In all cases, the sink flux and thus the increase in level, L, reacts on the total sources flux, cold and hot alike. Thus with a huge drain with a fivefold surface, you will see a small L, no matter if that is caused by C or H. With such an enlarged drain, the “sink borne hot water” would be 10% for the same total water influx, not 50%. Thus a stronger feedback leads to a lower increase rate, compared to H, no matter what C and H are.
Thus in your thought experiment, you are constraining the real feedback for H + C to its fivefold, which leads to the illogical conclusion that C must be very high to solve the equation.
About the CO2 levels in the atmosphere: the net sinks are quite exactly known: 4 +/- 2 GtC/year for a pressure difference of 100 ppmv above temperature dictated dynamic equilibrium. Humans add 8 GtC/year. Seems pretty straightforward to me.
Hi Ferdi and thanks for your reply to Stephen and myself. I think the easiest way to demonstrate how it could be possible that the rise in co2 is a natural response to the higher temperature would be to draw up a plausible budget which shows it. I’ll have a go and report back.
“humans add 8 GtC/year. In average the measured increase is 4 GtC/year. Thus some 4 GtC/year extra must be sequestered somewhere.”
Or:
i) The entire 8GtC/year is rapidly absorbed locally by a biosphere response that only occurred because of the presence of that human CO2
and at the same time:
ii) The ocean sources are running ahead of the biosphere sinks to the extent of about 4GtC/year as a result of decreased cloudiness, wider tropics and more sunlight into the oceans.
“The net result must be that the total natural cycle is a net sink for CO2, not a source. Thus nature doesn’t contribute to the observed CO2 increase…”
Or:
The total natural cycle is currently a source because of increased solar input to the oceans and humans don’t contribute to the observed CO2 increase because it gets sequestered locally by an enhanced local biosphere response.
Now we do know that there was reduced cloudiness and wider tropics during the late 20th century and we know that warmer water holds less CO2.
Is it actually proposed that the increased sunlight into the oceans during that period had no effect ?
Or that the effect was actually negative so as to absorb half the human output ?
I don’t think so.
Ferdinand Engelbeen says:
September 9, 2012 at 2:21 pm
“Thus with a huge drain with a fivefold surface, you will see a small L, no matter if that is caused by C or H…”
It is all relative.
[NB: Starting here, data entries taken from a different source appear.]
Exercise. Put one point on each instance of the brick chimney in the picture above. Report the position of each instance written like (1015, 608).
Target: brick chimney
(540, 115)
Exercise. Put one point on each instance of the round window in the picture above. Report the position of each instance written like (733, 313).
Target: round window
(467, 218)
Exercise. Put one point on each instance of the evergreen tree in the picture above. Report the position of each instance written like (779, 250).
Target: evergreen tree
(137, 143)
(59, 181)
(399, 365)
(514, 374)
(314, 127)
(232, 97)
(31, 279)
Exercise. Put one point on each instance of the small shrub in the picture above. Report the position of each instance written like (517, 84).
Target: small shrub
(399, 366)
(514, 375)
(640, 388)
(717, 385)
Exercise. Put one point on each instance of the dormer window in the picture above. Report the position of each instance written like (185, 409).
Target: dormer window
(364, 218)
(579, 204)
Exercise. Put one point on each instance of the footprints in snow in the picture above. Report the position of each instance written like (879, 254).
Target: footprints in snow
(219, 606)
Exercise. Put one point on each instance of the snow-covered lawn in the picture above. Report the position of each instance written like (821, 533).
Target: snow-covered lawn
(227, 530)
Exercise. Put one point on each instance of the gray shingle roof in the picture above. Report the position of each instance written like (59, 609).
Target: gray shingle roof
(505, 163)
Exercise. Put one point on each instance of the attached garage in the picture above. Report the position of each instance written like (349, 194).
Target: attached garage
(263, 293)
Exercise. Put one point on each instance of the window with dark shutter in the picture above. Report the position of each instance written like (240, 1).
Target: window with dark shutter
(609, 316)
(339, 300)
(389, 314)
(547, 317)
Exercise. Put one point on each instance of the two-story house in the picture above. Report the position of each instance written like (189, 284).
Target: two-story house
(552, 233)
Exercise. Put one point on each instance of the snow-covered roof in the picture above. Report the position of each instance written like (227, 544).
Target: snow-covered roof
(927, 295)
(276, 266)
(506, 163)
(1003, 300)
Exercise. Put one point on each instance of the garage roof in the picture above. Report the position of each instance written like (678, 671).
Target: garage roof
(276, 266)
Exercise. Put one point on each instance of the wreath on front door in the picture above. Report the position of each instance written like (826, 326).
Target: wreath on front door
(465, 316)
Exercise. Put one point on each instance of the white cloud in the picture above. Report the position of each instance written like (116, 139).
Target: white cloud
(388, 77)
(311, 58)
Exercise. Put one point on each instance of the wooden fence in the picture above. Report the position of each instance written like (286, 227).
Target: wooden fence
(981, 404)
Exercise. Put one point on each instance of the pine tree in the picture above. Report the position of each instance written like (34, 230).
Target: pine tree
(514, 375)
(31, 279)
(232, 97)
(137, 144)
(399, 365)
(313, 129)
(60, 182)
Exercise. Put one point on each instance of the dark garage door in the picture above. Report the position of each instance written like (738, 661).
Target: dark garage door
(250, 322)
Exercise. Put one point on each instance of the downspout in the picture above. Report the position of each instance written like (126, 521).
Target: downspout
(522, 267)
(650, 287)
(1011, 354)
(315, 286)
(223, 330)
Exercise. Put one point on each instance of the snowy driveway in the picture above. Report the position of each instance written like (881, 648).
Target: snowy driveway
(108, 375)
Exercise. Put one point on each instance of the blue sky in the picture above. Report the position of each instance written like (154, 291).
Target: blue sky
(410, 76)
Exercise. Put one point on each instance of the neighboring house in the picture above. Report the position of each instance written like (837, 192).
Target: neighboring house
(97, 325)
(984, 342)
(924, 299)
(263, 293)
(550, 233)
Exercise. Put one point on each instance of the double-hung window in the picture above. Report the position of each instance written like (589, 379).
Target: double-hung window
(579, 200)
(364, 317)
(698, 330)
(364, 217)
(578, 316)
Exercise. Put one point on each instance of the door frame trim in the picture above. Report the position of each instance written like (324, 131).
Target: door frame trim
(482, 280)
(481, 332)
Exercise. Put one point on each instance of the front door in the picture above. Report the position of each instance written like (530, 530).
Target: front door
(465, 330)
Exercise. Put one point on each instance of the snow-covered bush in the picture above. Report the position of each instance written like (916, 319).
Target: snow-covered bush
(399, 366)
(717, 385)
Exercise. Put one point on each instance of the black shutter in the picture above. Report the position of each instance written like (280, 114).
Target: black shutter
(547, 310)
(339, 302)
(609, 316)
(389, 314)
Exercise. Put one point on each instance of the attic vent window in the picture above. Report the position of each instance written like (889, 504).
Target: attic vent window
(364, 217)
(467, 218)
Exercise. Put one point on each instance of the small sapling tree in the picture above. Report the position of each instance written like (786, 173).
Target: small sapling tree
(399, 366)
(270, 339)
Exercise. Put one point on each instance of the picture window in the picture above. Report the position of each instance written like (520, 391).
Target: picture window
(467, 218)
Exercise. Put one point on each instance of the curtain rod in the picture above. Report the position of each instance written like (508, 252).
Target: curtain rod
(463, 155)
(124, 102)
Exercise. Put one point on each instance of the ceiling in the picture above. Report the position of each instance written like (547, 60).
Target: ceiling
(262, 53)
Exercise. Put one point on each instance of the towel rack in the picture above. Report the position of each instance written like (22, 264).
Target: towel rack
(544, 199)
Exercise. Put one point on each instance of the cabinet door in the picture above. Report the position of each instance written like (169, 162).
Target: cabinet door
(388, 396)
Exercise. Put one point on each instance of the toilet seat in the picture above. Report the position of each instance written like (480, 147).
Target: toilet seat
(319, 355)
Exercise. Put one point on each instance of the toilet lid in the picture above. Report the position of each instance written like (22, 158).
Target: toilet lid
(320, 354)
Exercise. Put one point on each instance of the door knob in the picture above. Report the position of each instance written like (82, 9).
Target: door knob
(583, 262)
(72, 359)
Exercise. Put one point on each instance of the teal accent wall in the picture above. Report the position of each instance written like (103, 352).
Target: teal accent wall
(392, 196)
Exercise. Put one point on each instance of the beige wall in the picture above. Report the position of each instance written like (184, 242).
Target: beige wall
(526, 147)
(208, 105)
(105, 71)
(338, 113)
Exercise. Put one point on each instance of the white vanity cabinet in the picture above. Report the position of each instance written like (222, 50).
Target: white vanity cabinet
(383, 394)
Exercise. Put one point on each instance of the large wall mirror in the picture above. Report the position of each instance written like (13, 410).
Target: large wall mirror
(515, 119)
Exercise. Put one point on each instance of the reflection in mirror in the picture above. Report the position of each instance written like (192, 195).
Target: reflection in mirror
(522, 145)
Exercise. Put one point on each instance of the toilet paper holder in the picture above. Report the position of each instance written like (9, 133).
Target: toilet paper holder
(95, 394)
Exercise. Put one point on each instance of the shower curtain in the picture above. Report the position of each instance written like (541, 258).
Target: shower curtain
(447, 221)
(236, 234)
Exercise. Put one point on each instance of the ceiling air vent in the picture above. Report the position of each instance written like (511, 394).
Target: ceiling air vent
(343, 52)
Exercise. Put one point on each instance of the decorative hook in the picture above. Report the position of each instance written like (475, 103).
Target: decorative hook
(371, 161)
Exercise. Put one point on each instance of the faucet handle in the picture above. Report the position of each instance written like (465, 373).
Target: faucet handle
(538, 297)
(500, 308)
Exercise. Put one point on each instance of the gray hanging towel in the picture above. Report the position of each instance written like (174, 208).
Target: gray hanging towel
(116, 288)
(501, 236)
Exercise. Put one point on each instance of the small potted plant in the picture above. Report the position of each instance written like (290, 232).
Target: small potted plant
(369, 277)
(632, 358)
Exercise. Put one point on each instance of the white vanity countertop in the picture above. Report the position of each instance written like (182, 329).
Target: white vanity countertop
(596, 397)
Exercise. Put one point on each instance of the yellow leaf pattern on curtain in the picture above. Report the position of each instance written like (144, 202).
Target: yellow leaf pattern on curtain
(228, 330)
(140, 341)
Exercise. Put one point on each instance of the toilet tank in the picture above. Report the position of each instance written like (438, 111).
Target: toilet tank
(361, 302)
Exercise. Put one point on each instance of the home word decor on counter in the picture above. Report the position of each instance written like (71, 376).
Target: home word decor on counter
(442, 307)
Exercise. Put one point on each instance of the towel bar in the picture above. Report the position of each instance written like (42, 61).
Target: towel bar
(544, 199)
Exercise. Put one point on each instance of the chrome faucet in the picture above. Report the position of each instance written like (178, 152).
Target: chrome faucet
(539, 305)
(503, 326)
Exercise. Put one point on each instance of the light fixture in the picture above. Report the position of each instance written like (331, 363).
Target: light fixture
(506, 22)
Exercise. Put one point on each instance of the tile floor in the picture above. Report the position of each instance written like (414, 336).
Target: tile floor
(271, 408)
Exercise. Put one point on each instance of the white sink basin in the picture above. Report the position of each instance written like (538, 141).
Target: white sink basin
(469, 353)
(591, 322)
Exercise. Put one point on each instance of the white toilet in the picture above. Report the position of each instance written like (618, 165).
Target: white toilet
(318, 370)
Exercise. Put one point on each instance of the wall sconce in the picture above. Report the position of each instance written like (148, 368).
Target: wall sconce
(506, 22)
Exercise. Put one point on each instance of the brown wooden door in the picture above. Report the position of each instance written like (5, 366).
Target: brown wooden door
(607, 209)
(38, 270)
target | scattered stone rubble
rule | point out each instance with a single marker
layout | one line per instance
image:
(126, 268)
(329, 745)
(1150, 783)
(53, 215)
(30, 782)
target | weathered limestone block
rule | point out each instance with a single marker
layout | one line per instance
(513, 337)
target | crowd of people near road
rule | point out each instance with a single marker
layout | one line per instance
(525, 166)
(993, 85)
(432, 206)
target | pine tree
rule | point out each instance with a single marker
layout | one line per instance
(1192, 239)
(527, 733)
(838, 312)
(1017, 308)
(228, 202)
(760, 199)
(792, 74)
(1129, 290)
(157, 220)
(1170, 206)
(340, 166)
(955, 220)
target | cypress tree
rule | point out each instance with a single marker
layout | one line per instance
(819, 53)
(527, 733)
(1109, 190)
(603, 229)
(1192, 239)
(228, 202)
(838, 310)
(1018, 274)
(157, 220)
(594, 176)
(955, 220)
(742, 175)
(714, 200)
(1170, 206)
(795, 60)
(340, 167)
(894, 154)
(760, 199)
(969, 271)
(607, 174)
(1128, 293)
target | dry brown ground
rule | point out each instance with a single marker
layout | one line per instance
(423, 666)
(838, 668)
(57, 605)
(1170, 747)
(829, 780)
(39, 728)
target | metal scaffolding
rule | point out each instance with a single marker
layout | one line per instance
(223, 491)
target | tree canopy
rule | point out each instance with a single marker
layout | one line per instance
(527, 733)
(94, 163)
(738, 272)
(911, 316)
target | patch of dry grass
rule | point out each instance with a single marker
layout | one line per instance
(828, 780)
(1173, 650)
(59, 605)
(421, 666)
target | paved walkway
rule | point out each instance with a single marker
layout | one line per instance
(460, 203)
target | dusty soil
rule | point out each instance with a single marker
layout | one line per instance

All you need is a more huge C.
“Seems pretty straightforward to me.”
I am sorry that you are unable to process what I have explained to you.
“Thus on average, the human contribution is less than 5% of the natural flows. No wonder that the human contribution isn’t visible in the AIRS data, simply because it is too small, compared to the natural flows.”
CO2 being a well mixed gas the AIRS sensors are actually displaying very small variations so my understanding is that they do reveal regions involving 5% variations or less.
http://airs.jpl.nasa.gov/AIRS_CO2_Data/About_AIRS_CO2_Data/
“The high spectral resolution and stability of AIRS allows a measurement accuracy between 1.5 ppm and 2 ppm, making it ideal for mapping the distribution and transport of carbon dioxide levels in the free troposphere.”
2 ppm is less than 5% of 390 is it not ?
Bart says:
September 9, 2012 at 3:37 pm
It is all relative. All you need is a more huge C.
That is your idée fixe from the beginning of our discussions. You started with the idea that the increase in the atmosphere was always at a fixed 50% of the human input. With that idea, of course you may need a huge natural input to explain the increase if the sinks are fast reacting. Besides that violates about all known observations, the basic assumption was wrong from the beginning.
Thus if the feedbacks are fast, that simply would show up as a very small increase for a huge disturbance, for natural and human changes alike. Of course, that can be compensated by a very huge change in natural input, but such a change needs to be orders of magnitude higher than the human emissions, which are already about twice the observed increase in the atmosphere.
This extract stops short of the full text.